Dear Nicholas,
First of all thanks for the references, I think they will help me with my
current problem. :)
The thing is that I am used to work with AcrGIS to do the spatial
analysis, but the statistical methods in ArcGIS are a bit "dummy", namely
in spatial PCA. I am used to work with R with the ade4 package :) but
when I heard that I could do spatial analysis with R I ad to try it...but
its more difficult that it seams (at first)...
What I did was: (in ArcGIS) convert the centroids of a grid into a point
shape file, than I have integrated all the information into different
columns. I converted the dbf file into a txt an then I imported the file
into R ... and my problems began... :)
My objective is to do a PCA and extract the different groups of points in
order to make an ecological zoning.
I am still starting with R and "the Geo tools" can you point me some
reading material that I can use?
Best regards,
Carlos
-----Mensagem original-----
De: Nicholas Lewin-Koh [mailto:nikko at hailmail.net]
Enviada: s?bado, 11 de Novembro de 2006 19:06
Para: r-sig-geo at stat.math.ethz.ch
Cc: Carlos GUERRA
Assunto: [R-sig-Geo] RE: how to do a principle component analysis with
geo-referenced points
Hi Carlos,
There are a couple of ways to do this, but you have to be a little more
specific
about what your goals/intentions are. I assume you have points p(x1,y1),
...., p(xn,yn), where p
is a vector of observations.
If the goal is interpolation than you have to model the spatial
covariance
of the orthognal factors, and you should look at waekernagel's book.
if your goal is to extract principal components and account for the
variance induced by a spatial
process, a quick and dirty approach is to include polynomials of the xy
coordinates in the data and
do pca on the augmented matrix. Take a look at
Borcard, D., P. Legendre & P. Drapeau. 1992. Partialling out the spatial
component of ecological variation. Ecology 73: 1045-1055
M?ot, A., P. Legendre & D. Borcard. 1998. Partialling out the spatial
component of ecological variation: questions and propositions in the
linear modeling framework.

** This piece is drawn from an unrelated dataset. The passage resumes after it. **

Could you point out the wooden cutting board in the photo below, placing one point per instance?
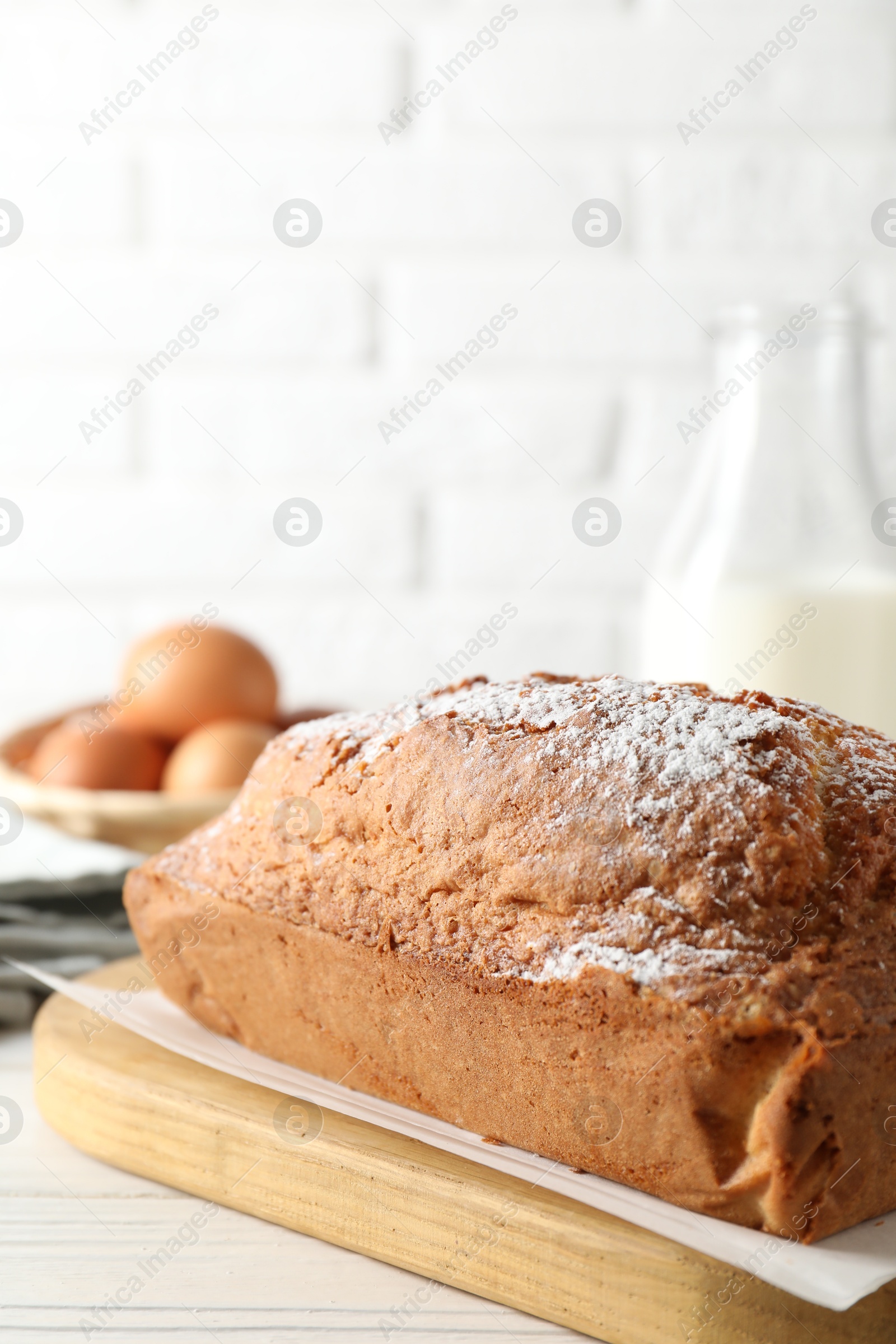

Environmental and Ecological Statistics 5
(1): 1-27.
Another approach is spatial factor analysis
Christensen, WF, and Amemiya, Y (2001). "Generalized shifted-factor
analysis method for multivariate geo-referenced data," Mathematical
Geology, 33, 801-824.
Christensen, WF, and Amemiya, Y (2002). "Latent variable analysis of
multivariate spatial data," Journal of the American Statistical
Association, 97, 302-317
If your question is there R code to do this, I think the ade4 package
can to the spatial variance partitioning,
but for factor analysis, you are on your own.